ObjectiveTo analyze short-and long-term results of mitral valve repair for the treatment for mitral anterior leaflet prolapse (ALP), and summarize our clinical experience. MethodsClinical data of 67 patients with mitral ALP who underwent mitral valve repair in Department of Cardiac Surgery of Beijing Anzhen Hospital from January 2002 to June 2013 were retrospectively analyzed. There were 41 male and 26 female patients with their age of 18-71 (46.34±7.68)years and body weight of 43-91 (65.30±18.60)kg. Preoperatively, there were 5 patients in New York Heart Association (NYHA)function class Ⅱ, 27 patients in class Ⅲ, and 35 patients in class Ⅳ. Surgical techniques included 'edge-to-edge' technique, artificial chordal replacement, chordal shortening and edge-to-edge chordal transformation.
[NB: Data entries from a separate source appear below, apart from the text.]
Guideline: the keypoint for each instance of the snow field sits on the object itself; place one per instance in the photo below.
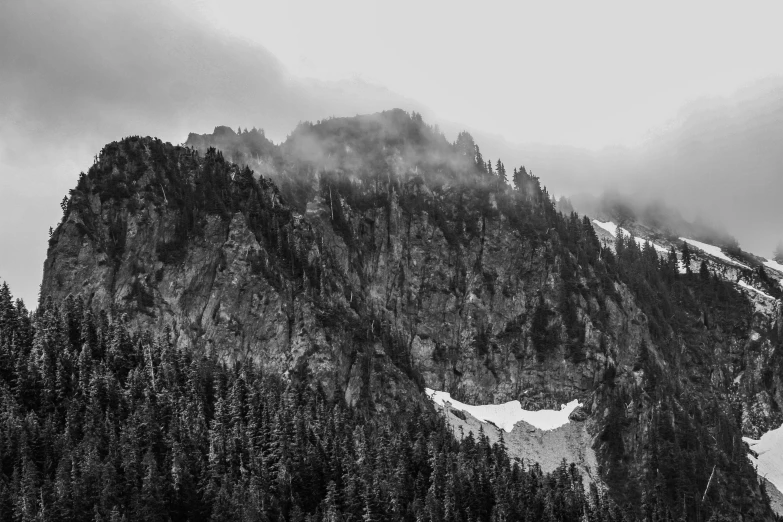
(612, 229)
(713, 251)
(745, 285)
(769, 463)
(506, 415)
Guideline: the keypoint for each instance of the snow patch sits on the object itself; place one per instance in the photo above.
(506, 415)
(713, 251)
(612, 229)
(745, 285)
(769, 463)
(774, 265)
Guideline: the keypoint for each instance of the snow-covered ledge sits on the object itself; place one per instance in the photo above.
(506, 415)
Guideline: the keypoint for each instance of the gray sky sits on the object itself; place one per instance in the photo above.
(587, 95)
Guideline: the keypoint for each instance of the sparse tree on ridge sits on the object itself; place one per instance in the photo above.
(686, 256)
(778, 255)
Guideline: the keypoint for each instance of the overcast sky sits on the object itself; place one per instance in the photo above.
(664, 98)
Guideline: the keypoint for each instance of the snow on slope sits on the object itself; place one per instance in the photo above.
(713, 251)
(743, 284)
(506, 415)
(773, 265)
(770, 456)
(612, 229)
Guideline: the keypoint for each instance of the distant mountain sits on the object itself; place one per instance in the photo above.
(368, 258)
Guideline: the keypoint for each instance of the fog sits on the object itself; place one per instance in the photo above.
(76, 75)
(719, 161)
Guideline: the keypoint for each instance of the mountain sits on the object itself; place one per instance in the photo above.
(368, 258)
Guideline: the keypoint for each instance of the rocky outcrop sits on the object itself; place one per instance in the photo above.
(388, 263)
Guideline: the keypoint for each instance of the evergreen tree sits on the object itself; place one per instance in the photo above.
(686, 256)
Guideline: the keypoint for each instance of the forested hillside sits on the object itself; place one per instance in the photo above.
(373, 258)
(100, 423)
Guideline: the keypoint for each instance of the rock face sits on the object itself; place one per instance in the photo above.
(387, 261)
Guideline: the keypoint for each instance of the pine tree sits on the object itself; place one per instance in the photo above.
(686, 256)
(778, 254)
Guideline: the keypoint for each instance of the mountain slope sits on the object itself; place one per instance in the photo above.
(389, 259)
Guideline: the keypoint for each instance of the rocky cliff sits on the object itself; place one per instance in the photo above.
(374, 257)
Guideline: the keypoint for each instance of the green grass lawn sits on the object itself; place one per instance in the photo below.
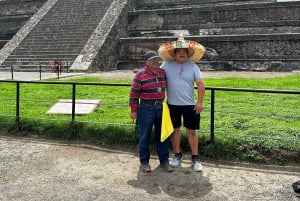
(261, 127)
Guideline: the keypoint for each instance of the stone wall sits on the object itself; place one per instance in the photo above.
(224, 20)
(167, 3)
(14, 14)
(255, 36)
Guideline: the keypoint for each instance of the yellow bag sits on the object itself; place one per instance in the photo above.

There were 46 patients with chordal rupture and 21 patients with chordal elongation. Mean mitral regurgitation (MR)area was 15.36±4.53 cm2, and left ventricular ejection fraction (LVEF)was 29%-71%. Echocardiography was performed before discharge, 6 months and every 1 to 2 years after the operation for all the patients to observe short-and long-term results of mitral valve repair for the treatment for mitral ALP. ResultsThere was no in-hospital death. One patient underwent mitral valve replacement because of anterior leaflet perforation 3 days after the operation. Another patient underwent a second mitral valve repair because of avulsion of mitral annulus and proteinuria 6 months after the first operation. None of the other patients received reoperation. All the 67 patients (100%)were followed up for 2-138 (65.6±17.3)months. During follow-up, there was not late death, and all the patients were in NYHA functional class I. Echocardiography showed that cross-sectional area of the mitral valve was 2.3-4.8 (3.63±0.79)cm2. There was no significant MR, and mean MR area was 0.57±0.37 cm2. Left atrium diameter (38.23±11.56 mm vs. 49.26±10.36 mm, P < 0.05)and left ventricular end-diastolic diameter (43.35±13.74 mm vs. 64.29±12.54 mm, P < 0.05)were significantly smaller than preoperative values. ConclusionNearly all the patients with mitral ALP can receive personalized mitral valve repair with satisfactory surgical outcomes.